The fourth conclusion is that the party's old-boy network of chosen consultants is letting it down, and those consultants are doing so on behalf of candidates who can't win.

"First, a lot of bad candidates have been fielded, and a lot of crappy campaigns have been run. And no, I don’t just mean that candidate whose name immediately popped into your head there," Mair wrote in a recent blog post.

She's not the only one of this opinion: Rove is reportedly backing a political action committee tasked with finding primary challengers for candidates that might be too far to the right for a party hoping to move towards the center.

"Second, and tied in with this, we have too many less-than-cutting-edge and insufficiently creative and/or out-of-date consultants making a lot of money off of said crappy campaigns," Mair continued.

GOP Data Center is maintained by FLS Connect, a software firm that made millions in fees over the course of the presidential campaign. Romney's political director, Rich Beeson, and Tony Feather, a Rove protégé, are partners in FLS Connect. The RNC has also paid FLS Connect for work related to Voter Vault in the past, federal committee finance filings show. Feather is also connected to Targeted Victory, where Romney digital director Zac Moffatt returned after the election.

None of this is particularly irregular. After all, the Democratic Party has dealt almost exclusively with NGP VAN since 2004 and Blue State Digital did a brisk business in 2012 while co-founder Joe Rospars and former employee Teddy Goff were on the Obama re-elect. And it isn't as if FLS Connect didn't build what they were paid by the party to build — even if no one seems willing to say that the software is any good.

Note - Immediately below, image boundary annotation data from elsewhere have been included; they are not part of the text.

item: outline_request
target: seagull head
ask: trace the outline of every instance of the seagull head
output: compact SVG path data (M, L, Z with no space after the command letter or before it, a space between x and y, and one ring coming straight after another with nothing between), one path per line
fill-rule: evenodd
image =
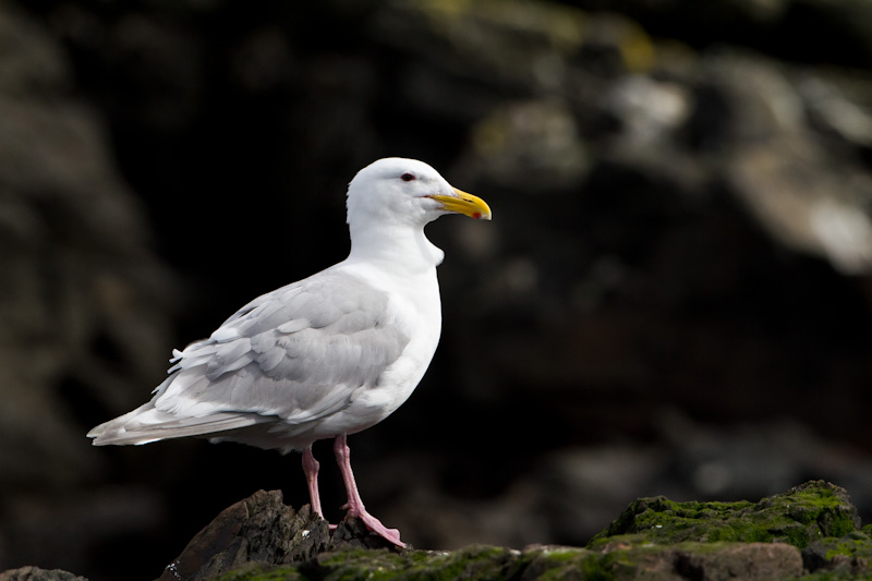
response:
M348 223L408 225L423 228L445 214L489 220L480 197L449 184L416 159L379 159L358 172L348 187Z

But after a loss, the way the business of politics works has begun to look like petty self-dealing to no small number of party members and operatives.

Republicans are also claiming to take to heart the mindset that has become part of the mythology of Obama's 2012 campaign, that data-driven, test-everything ethos. And there are a whole host of other issues bedeviling the party, from "cranks, haters and bigots," to the aforementioned questionable candidates, to the uncertain shape of the next Republican coalition. And then there's the question of election administration, with voter ID laws and last-minute changes to early voting in some states before the 2012 election and talk of reconfiguring the electoral college in some states now. Technology is just one smoking crater in a larger but equally post-apocalyptic landscape.

It's also unclear if what tech consultants are saying jibes with what the party wants to hear. RNC Chairman Reince Priebus is quoted as calling for trainings via Skype and Google Hangouts, not necessarily better voter-file management software or campaigns that hire more technologists.

But behind closed doors, consultants are talking about changes to the infrastructure, say Republicans who would know. They laid the first stones in that foundation before the 2012 election: dovetailed with Data Center is Data Trust, an outside organization that allows more groups to use the Republican Party's data, so long as they bring in other voter data in the process. The arrangement is almost a direct analog to the way the Democratic Party's voter data is set up: A cooperative of the state parties owns the data, and for-profit companies become vendors licensed to traffic in maintenance of or access to that data. But that type of arrangement did not yield the results for Republicans in 2012 that it did for Democrats.

So the Republicans have data, data everywhere, nor any thought to think — except the notion that they need to go back to the lab to revisit all kinds of things, including their approach to data-driven field work.

"That's what folks are trying to figure out now," says Blaise Hazelwood, who was political director at the RNC in 2002 and 2004, and is a founding partner at political consultancy Grassroots Targeting. "What would have to happen to create the big data warehouse and have it to analyze that data and use it the most effectively, that's the bottom line."

"That's being discussed right now," she continued, "and it's in the very preliminary stages."

This post has been corrected. Liz Mair said that the Republican Party was slow to bring software in a "position to action," not "a position of action."